= George Rolph (activist) =

British activist (born 1953)

George Rolph (born 1953) is a British activist for disability rights and for male survivors of domestic violence.

== Personal life ==
Rolph has posttraumatic stress disorder (PTSD) as a result of seven years of abuse by two separate women. He lives in Bromley, South London in the United Kingdom.

==Domestic violence against men==

Rolph's first campaign was about domestic violence against men. Rolph started a website (MAN2MAN), as an online forum where men who were survivors of abuse could meet to support each other and to discuss their feelings. He set up a helpline from his own home as a support mechanism in order to counsel those who were victims. He was also vice-chairman of Men's Aid. He was also National Domestic Violence Coordinator for the charity ManKind Initiative.

In October 2003, Rolph appeared on the BBC-1 talk show Kilroy, on a discussion titled Violent women which included contributions by Rolph and Sue Hoolahan of ManKind Initiative. Rolph was also interviewed on BBC Radio London on 10 February 2003 in a programme called "Inside Out" about his views on domestic violence against men. In November 2004 his experience as a male survivor of domestic violence was briefly discussed on the ITV talk show This Morning.
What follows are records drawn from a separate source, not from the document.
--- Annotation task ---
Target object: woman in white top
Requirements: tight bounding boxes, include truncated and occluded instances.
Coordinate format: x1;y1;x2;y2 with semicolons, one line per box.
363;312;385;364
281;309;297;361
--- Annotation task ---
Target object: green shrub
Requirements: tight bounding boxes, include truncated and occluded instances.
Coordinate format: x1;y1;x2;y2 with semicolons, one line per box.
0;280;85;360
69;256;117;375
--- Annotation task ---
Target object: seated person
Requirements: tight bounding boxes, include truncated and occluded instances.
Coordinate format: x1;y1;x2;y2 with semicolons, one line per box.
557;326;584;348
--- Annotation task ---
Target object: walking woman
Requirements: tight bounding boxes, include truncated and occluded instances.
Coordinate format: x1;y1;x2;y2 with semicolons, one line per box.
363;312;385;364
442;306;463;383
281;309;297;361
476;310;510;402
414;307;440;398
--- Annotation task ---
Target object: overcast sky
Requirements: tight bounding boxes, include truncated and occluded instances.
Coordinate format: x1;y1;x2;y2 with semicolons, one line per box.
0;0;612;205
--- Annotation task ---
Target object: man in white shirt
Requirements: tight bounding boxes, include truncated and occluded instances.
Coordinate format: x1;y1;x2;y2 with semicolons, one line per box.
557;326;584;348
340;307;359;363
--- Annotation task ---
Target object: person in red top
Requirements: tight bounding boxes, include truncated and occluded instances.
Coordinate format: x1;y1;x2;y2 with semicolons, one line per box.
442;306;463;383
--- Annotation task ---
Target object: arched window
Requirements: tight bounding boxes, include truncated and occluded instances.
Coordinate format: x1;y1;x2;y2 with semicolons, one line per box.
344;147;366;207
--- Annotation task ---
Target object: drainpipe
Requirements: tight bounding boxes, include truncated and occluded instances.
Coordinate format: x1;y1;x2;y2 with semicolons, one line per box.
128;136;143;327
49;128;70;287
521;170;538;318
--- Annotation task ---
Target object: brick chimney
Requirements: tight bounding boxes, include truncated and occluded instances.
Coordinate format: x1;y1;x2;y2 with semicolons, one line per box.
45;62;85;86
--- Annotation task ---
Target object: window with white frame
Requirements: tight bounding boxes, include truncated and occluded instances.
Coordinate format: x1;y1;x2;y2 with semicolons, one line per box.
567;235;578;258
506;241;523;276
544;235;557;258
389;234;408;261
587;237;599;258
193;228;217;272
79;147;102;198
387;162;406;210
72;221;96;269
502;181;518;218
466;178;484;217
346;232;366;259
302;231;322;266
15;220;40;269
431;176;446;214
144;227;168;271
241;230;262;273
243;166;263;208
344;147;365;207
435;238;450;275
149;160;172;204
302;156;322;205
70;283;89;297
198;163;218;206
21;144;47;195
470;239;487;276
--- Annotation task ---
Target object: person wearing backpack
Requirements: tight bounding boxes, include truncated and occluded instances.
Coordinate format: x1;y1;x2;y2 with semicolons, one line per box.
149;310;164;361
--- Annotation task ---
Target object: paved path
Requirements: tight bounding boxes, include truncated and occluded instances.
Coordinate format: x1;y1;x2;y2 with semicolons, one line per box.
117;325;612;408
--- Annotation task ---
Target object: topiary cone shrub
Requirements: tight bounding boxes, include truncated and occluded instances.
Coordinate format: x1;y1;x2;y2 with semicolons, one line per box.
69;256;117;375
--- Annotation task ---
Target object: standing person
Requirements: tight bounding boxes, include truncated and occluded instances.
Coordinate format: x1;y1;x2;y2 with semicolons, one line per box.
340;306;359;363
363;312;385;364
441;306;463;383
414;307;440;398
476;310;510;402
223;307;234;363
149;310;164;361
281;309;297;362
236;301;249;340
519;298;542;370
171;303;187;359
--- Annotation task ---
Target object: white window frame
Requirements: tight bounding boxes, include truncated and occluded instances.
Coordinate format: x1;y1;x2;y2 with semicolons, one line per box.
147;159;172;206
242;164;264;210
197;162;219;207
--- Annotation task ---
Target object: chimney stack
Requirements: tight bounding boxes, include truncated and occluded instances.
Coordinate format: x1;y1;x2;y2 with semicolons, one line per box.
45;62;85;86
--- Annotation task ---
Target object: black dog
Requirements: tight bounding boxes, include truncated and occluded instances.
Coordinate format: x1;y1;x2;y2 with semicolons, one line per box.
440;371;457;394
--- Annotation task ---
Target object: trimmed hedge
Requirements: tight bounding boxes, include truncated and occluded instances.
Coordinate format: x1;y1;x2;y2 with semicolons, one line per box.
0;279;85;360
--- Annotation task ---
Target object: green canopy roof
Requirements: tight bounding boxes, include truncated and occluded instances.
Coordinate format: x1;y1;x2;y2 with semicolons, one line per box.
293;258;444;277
In 2012, Rolph appeared in an interview on the television programme Inside Out, discussing the problem of abuse against men, and in July 2012 was interviewed on BBC News at One as the South East Regional Co-ordinator for the group ManKind Initiative, a charity which supports men suffering from domestic abuse.

==Atos==

Rolph's second campaign was against Atos. On 20 May 2013, Rolph went on hunger strike against Atos and the Department for Work and Pensions who had taken away his disability benefits after an assessment. His hunger strike was in support of "the poor, the sick and disabled", and in protest against the UK coalition government's treatment of the disabled. His benefits were restored on day 7, after intervention from his local MP. However, Rolph said he would remain on hunger strike until the government made a commitment to abolish the use of ATOS to assess disabled people, and said that the assessments were humiliating, unfair and caused distress to vulnerable people. He was interviewed on BBC London News television on Wednesday 29 May 2013, nine days after he began his protest.

On 12 June 2013, the 23rd day of his hunger strike, the Daily Mirror published an article about George Rolph, which was the first time the mainstream press had reported on the campaign. In this interview, Rolph clarified the aims of his protest: Firstly, that people should keep their benefits while they appeal. Secondly, he wants an independent inquiry into Atos, the French company that carry out the Work Capability Assessments. On 12 June 2013, in a parliamentary debate about work capability assessment issues, Rolph's MP, Heidi Alexander, said his hunger strike was "an example of a disabled person who had no choice but to take such drastic action to bring to the Government's attention the failures of the system".

Rolph ended his hunger strike on 5 July 2013, the 46th day of his protest.